Muitas vezes escuto, leio, as insatifações manifestas por se não ter algo, podendo citar inúmeros exemplos, como a falta de moradia de muitos, comida, família, etc.
Mas o que me veio à mente foi algo contraditório nessa exposição, pois, o que não se tem não podemos sentir falta, a medida que por desconhecermos, não poderíamos nem mesmo conjecturar, o que remete ao fato que precisamos ter alguma forma de conhecimento a respeito do que nos aflige, para dizermos que nos falta e mesmo ao constatar tal fato, ainda assim, não estaremos sofrendo com a ausência e vou expor o porque.
Na verdade o que agride o ser não é a ausência ou falta de, mas sim a presença do que aflige, pois mesmo a falta, só poderá se fazer presente quando sentida, ou seja, deixando de ser falta, o que remeteria a inversão do sentido inicial da preposição.

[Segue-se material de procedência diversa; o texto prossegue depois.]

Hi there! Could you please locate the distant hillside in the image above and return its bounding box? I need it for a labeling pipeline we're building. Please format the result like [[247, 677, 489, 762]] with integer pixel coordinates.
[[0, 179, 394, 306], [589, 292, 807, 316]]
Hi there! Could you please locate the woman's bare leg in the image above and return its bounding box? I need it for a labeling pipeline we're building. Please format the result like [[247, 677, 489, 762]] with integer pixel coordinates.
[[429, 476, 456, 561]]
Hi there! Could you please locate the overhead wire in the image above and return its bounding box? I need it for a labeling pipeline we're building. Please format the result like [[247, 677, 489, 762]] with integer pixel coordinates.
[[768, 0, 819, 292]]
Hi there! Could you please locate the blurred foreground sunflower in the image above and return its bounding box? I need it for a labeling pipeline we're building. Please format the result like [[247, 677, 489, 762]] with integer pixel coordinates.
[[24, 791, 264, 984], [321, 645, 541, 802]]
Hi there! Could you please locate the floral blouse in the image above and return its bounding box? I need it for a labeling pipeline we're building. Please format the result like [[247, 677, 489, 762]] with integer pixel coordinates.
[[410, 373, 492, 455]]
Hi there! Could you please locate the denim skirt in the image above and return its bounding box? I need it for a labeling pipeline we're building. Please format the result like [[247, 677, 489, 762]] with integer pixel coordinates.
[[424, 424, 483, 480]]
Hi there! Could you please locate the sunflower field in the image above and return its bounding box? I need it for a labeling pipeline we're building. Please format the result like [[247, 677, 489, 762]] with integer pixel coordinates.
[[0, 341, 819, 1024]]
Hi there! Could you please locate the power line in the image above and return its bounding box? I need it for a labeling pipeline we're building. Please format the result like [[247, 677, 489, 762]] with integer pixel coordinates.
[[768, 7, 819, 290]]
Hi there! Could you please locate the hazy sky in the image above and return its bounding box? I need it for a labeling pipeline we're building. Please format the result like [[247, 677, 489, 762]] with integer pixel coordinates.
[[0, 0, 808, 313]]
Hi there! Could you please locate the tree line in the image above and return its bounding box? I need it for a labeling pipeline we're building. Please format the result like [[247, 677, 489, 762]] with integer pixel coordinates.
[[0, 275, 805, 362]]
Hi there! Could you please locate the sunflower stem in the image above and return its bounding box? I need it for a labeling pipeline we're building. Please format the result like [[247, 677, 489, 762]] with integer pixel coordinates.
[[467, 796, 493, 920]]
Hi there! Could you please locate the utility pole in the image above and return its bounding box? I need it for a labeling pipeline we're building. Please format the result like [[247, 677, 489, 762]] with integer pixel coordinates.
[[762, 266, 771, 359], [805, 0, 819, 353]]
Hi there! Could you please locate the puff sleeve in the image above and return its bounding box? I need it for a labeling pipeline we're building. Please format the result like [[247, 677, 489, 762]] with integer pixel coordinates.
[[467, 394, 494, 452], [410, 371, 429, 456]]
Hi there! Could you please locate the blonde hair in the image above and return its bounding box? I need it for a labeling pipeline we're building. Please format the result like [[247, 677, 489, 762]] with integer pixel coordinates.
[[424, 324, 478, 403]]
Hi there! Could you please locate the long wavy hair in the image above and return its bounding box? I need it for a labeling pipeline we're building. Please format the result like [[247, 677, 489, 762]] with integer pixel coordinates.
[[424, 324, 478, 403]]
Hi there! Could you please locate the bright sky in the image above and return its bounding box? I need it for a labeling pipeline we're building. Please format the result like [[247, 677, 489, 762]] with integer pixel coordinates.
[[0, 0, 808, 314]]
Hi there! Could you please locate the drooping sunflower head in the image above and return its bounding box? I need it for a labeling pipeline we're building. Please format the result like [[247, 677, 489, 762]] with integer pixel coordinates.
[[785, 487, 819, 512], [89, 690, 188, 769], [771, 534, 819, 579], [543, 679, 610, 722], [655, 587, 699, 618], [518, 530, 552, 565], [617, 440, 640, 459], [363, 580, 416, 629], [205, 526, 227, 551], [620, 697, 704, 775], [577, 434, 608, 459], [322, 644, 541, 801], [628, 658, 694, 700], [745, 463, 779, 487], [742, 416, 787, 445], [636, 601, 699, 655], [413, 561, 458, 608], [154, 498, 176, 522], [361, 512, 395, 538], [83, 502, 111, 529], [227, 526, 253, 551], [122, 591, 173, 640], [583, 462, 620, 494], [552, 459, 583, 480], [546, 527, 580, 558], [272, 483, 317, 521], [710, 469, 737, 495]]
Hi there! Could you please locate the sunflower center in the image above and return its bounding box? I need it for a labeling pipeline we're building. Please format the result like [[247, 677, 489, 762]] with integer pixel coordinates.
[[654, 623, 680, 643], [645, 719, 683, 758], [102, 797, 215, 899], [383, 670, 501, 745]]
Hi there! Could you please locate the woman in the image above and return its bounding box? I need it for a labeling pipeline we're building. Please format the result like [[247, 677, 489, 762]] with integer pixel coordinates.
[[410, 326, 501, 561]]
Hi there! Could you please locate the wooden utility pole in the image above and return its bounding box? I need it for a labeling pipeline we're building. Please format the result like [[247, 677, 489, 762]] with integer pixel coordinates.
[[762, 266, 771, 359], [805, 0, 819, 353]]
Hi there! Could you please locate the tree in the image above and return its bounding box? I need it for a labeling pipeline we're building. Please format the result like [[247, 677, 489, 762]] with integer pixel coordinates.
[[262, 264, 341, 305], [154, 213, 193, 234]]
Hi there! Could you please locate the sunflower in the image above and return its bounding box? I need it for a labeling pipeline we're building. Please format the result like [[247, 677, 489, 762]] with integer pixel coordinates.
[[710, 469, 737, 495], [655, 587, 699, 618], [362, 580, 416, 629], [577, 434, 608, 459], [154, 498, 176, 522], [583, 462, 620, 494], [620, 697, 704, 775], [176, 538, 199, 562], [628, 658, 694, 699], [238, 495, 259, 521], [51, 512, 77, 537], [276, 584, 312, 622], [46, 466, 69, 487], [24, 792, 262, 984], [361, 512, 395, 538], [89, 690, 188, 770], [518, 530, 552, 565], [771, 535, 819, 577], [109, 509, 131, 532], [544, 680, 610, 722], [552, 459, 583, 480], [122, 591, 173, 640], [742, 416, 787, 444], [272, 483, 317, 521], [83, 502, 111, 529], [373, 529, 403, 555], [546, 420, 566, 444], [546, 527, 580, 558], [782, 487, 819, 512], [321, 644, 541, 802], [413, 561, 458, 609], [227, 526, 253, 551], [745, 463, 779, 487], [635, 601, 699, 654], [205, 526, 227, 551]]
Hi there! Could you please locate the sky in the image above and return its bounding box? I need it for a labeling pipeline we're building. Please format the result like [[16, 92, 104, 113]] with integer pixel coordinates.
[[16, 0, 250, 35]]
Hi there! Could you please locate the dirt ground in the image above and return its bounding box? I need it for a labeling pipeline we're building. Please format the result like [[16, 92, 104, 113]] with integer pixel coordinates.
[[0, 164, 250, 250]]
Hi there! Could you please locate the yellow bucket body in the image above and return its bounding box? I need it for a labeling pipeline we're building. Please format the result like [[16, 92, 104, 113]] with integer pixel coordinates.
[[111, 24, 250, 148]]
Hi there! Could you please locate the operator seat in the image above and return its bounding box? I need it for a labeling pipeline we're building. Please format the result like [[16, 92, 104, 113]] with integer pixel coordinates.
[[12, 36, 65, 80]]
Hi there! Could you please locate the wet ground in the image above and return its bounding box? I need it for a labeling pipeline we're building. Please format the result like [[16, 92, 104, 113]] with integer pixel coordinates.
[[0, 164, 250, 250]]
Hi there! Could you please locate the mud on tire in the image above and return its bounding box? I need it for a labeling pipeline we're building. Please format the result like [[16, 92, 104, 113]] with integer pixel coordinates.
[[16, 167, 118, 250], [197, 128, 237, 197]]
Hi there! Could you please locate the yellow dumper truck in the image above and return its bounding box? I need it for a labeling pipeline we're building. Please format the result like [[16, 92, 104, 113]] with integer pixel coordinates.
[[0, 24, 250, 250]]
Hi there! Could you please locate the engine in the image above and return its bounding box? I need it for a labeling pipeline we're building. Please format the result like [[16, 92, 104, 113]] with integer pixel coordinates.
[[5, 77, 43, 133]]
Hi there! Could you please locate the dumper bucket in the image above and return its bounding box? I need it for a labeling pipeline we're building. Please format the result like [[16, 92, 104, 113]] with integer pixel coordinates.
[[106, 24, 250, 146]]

Assim, não é a falta de comida que aflige o faminto, mas a presença da fome, não é a falta de moradia que aflige os muitos sem habitação de nossa sociedade, mas sim a presença das intempéries diárias que os remetem a não proteção de um lar.
Por tais proposições, observa-se claramente que negamos o que nos aflige de fato e relegamos ao campo da abstração, criando um inimigo invisível e consequentemente inatacável, sendo que, se tratarmos dos fatos reais, poderemos nos dispor a confrontar nossas aflições.

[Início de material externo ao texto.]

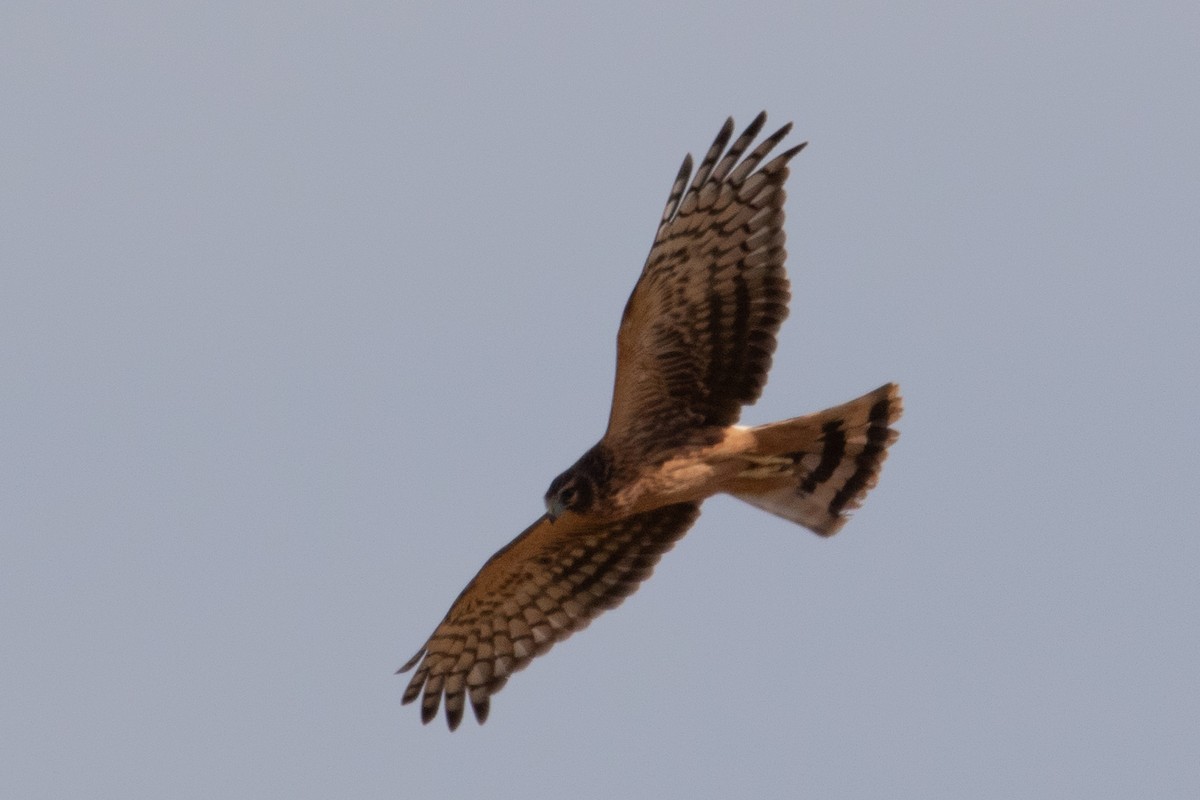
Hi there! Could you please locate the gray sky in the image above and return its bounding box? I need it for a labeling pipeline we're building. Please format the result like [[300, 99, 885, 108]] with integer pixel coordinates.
[[0, 2, 1200, 799]]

Corrompendo a realidade com uma falsa noção, acabamos também nos remetendo a essa falsidade, tornamo-nos simulacros dentro de uma sistematização simulada, ao mais "requintado" estilo baudrillardiano.
O sujeito que se coloca fora da ação, exclui-se da sentença e a partir de então passa a ser visto pela sociedade como algo não realista ou fora do contexto social, tornando-se invísvel à realidade manifesta do meio social, o que favoreceria a "exclusão dos marginalizados", por mais redundante que seja, já que os próprios "à parte", por também pertecerem ao meio social e serem passivos de sua influência, estariam absorvendo esse imaginário "não-participativo", consolidando em si a idéia de "não-agente".
Dessa forma, une-se a cadeia de causas e consequências em que a priori se molda um perfil, por aquilo que lhe falta, como se a falta ou ausência fosse algo palpável, favorecendo a posteriori, a consolidação no âmbito social de uma marginalização do sujeito, transformando-o em uma "ausência-presente" que somado a outros, criaria um "contra-poder apático", formado por uma unidade à margem, iguais em sua desigualdade, o que muito bem pode ser definido pelo que Dostoiévski denominou "plágios mútuos".